The policy order by him, Mazen, Toomey and McGovern aims to find ways to reduce the height, traffic and environmental effects of the developer’s proposal, and Leggat McCall officials are asking out of an environmental impact report and on record as saying they can’t make the building profitable without its full height.
In the end, the project requirements could change so much on the city end that the state could be forced to start its sales process over again, Carlone said.
That might please many in East Cambridge, but not all. Resident Jay Wasserman was hissed Monday when he said there was something he feared more than a 22-building in his “vibrant” neighborhood, which improved dramatically over the past 15 years despite being in the shadow of the tower: “A dead building scares me beyond belief,” he said. “If we get into this terrible fight and stop negotiating with the developers – and there are still many issues we can negotiate with them – we will stop everything and have a dead building there for a decade.”
RFP, Part Three?
Carlone’s conjecture would actually lead to a third request for proposals, since in March 2012 the state rejected all the proposals it had gathered a month earlier and had developers refile a month later.

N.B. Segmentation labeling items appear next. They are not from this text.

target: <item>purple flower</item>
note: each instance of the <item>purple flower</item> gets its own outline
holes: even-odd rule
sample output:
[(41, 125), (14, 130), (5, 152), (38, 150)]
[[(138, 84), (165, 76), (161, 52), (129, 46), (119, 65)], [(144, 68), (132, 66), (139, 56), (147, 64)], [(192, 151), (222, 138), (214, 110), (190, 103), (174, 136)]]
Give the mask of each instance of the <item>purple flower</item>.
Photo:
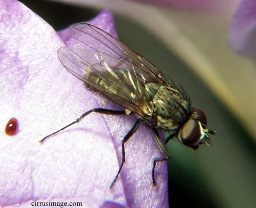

It never explained why, and when Leggat McCall was chosen as developer many in the city felt an explanation for the decision was also lacking.
Cornelison was clear in saying the decision was based on financial factors, though, including a purchase price that was higher than that of other bidders.
Fifteen months later, that approach was not winning approval with a new council.
“Perhaps they are overburdened by a huge number of buildings to manage,” Mazen said of his phone call with DCAMM officials, “but I was shocked by the lack of interest in the local neighborhood. It was true that I think they were not thinking of themselves as custodians of the local good, but – as many have said – of maximizing the monetary receipt the state sees. They do not see themselves, I think, as having a debt to the community in which they put this odious building … and the language they use is about what they are legally required to do and what they have to do, rather than what they ought to do.”